The play takes place on a small stretch of coastline. The ambience is miserable and dreary in a pub full of sailors drinking cheap drinks, but the atmosphere is relaxed.
Valeri Lekov focuses on the tragic fate of a Roma woman who works as a chef in the kitchen of the pub, but at the same time helps her guests, doing all the jobs a man does. She is insolent, quick-witted and temperamental and is often referred to as the ‘male girl’. The characters have no names; the heroine is ‘She’, her partner is ‘He’. A female figure and two ghost figures also appear in the drama; they comment on events and provide a conceptual commentary.

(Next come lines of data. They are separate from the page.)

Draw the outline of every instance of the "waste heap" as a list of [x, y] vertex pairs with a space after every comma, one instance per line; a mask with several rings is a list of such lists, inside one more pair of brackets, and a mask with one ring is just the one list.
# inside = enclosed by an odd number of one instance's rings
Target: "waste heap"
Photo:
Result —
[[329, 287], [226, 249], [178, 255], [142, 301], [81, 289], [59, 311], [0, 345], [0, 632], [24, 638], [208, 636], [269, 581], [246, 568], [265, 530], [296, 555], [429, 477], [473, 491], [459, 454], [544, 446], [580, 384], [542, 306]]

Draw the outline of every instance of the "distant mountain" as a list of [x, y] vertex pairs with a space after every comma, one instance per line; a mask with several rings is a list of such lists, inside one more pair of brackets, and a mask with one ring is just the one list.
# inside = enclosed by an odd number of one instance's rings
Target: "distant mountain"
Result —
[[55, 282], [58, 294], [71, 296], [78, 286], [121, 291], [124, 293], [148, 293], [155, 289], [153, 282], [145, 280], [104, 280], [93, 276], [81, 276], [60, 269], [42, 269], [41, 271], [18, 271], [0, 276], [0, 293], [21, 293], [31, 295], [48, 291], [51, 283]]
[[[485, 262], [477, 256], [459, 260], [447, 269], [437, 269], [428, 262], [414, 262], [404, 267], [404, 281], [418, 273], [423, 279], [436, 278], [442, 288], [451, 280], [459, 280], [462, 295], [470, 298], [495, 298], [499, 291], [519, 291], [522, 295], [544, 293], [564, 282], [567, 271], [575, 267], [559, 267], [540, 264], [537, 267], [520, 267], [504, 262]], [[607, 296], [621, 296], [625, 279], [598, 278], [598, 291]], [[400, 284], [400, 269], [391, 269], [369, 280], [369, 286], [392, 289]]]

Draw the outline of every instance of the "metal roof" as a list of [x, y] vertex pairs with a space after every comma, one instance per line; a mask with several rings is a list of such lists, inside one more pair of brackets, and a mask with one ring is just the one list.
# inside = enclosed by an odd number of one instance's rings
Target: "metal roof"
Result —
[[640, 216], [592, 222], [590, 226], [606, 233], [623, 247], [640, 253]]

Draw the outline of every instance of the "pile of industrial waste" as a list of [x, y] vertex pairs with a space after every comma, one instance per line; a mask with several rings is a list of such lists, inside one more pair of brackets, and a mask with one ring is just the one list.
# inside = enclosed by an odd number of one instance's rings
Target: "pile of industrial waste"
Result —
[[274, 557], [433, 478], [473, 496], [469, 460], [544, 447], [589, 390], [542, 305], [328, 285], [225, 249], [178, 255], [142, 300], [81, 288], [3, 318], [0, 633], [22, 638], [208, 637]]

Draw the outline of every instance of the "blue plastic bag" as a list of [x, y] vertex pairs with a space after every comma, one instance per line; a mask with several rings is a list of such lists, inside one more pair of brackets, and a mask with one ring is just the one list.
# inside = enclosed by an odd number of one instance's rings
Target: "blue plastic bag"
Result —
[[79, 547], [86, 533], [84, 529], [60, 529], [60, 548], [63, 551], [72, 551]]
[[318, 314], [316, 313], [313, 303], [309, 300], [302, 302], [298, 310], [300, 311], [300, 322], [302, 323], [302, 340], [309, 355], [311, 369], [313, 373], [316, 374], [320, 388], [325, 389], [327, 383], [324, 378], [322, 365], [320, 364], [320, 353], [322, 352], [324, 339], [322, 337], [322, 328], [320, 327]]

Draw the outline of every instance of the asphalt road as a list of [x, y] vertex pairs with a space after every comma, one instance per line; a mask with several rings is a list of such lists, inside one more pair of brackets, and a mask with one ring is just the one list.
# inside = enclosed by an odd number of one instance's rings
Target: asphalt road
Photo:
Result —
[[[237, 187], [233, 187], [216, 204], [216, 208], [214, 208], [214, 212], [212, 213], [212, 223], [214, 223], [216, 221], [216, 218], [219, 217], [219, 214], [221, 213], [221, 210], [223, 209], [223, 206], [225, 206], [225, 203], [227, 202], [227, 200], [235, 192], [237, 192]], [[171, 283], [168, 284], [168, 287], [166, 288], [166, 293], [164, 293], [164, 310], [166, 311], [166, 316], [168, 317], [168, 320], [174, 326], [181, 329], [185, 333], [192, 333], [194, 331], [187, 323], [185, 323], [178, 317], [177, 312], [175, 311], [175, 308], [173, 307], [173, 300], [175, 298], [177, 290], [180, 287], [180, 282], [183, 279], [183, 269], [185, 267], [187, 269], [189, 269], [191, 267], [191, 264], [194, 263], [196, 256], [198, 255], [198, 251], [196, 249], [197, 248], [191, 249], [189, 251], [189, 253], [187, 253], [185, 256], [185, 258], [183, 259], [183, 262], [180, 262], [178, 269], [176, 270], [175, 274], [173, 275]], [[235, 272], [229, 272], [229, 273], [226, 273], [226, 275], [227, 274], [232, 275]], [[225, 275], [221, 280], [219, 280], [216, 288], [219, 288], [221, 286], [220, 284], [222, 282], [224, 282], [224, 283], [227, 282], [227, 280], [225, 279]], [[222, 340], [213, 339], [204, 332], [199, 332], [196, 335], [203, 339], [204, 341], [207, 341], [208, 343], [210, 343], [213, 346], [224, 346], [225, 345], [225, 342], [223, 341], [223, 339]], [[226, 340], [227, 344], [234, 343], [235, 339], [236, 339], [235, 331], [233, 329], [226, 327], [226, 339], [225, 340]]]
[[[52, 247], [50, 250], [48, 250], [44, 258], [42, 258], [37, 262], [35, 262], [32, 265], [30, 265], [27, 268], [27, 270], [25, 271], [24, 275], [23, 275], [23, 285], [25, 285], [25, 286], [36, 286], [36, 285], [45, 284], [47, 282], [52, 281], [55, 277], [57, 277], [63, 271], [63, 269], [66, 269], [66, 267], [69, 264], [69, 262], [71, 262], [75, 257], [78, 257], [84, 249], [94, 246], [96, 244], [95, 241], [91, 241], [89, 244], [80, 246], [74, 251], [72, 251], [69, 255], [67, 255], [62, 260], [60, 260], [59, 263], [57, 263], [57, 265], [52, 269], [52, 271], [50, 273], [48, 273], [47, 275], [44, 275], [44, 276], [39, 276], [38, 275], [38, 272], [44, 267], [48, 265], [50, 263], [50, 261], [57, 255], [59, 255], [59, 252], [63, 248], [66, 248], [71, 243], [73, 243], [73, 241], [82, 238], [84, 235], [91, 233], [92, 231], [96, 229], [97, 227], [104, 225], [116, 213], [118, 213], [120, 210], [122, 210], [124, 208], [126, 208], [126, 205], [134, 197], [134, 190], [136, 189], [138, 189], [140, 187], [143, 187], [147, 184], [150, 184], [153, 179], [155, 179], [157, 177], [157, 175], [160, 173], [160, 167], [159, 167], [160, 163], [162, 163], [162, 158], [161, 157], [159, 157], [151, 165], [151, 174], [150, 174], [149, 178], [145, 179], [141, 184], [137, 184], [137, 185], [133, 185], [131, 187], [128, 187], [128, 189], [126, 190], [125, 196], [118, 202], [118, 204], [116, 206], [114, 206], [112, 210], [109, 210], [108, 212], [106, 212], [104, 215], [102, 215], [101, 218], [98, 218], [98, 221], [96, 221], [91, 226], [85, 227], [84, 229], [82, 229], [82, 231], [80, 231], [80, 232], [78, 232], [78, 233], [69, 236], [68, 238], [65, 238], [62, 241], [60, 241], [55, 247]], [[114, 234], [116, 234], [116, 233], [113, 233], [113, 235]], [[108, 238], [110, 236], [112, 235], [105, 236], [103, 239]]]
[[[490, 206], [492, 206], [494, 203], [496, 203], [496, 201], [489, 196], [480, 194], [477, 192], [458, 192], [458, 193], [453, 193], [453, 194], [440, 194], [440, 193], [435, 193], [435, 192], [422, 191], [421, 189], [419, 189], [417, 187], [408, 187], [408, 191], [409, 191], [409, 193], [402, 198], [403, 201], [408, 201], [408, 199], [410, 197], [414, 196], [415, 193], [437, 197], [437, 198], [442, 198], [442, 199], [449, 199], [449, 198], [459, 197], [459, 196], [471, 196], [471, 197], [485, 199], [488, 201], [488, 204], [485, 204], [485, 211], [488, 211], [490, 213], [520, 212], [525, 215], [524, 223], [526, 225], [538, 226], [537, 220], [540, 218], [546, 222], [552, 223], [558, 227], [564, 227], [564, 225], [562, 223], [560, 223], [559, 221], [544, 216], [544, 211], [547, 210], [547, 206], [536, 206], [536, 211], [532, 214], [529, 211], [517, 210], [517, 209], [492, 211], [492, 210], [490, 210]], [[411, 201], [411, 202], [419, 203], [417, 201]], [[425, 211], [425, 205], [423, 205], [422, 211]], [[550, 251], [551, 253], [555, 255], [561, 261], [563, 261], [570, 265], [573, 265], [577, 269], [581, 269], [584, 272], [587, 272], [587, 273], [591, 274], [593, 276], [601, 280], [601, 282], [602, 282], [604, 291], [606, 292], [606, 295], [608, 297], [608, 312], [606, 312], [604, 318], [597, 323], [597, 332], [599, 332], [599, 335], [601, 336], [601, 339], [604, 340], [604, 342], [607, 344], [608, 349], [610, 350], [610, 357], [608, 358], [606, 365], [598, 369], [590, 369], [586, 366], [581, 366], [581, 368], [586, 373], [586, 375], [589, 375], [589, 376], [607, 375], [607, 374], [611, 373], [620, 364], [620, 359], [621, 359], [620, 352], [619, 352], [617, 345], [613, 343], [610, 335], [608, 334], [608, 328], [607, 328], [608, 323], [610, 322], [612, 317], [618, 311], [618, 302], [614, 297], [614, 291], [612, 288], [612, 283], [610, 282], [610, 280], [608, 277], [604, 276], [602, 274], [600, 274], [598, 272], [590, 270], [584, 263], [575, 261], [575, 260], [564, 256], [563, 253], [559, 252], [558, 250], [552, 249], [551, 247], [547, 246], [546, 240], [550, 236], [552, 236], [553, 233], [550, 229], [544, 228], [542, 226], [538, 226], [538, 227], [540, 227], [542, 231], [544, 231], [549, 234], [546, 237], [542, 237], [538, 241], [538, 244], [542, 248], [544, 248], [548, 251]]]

Through discussion with a guest (‘He’), the heroine reveals her life story. She is a Roma woman who had never seen her father. Her mother died when she was five years old, and, just like all other decent girls, she was married at the age of fifteen to the most handsome boy in the neighbourhood. She was also a beauty, but her in-laws decided she needed to be educated. After her education (and the birth of three children, and catching her husband cheating and promptly divorcing him), she explains that she had always wanted to be an actress. She acted in a theatre, where she found her second husband, a director, who later tries raping her daughter from her first marriage. She picks herself up again, buys the pub in which she is now standing, and gets on with her life. Her interviewer, He, presents himself as a prisoner who escaped from an island. By the end of the play we learn that he is actually a film director who secretly recorded a documentary film about Her, her fate, her obsession, her courage.
The ghosts speak of the unspeakable stereotypes and convey the inner ideas of the play, including on the current political situation in Bulgaria and the attitudes of politicians towards the Roma, raising awareness in the public through their commentary.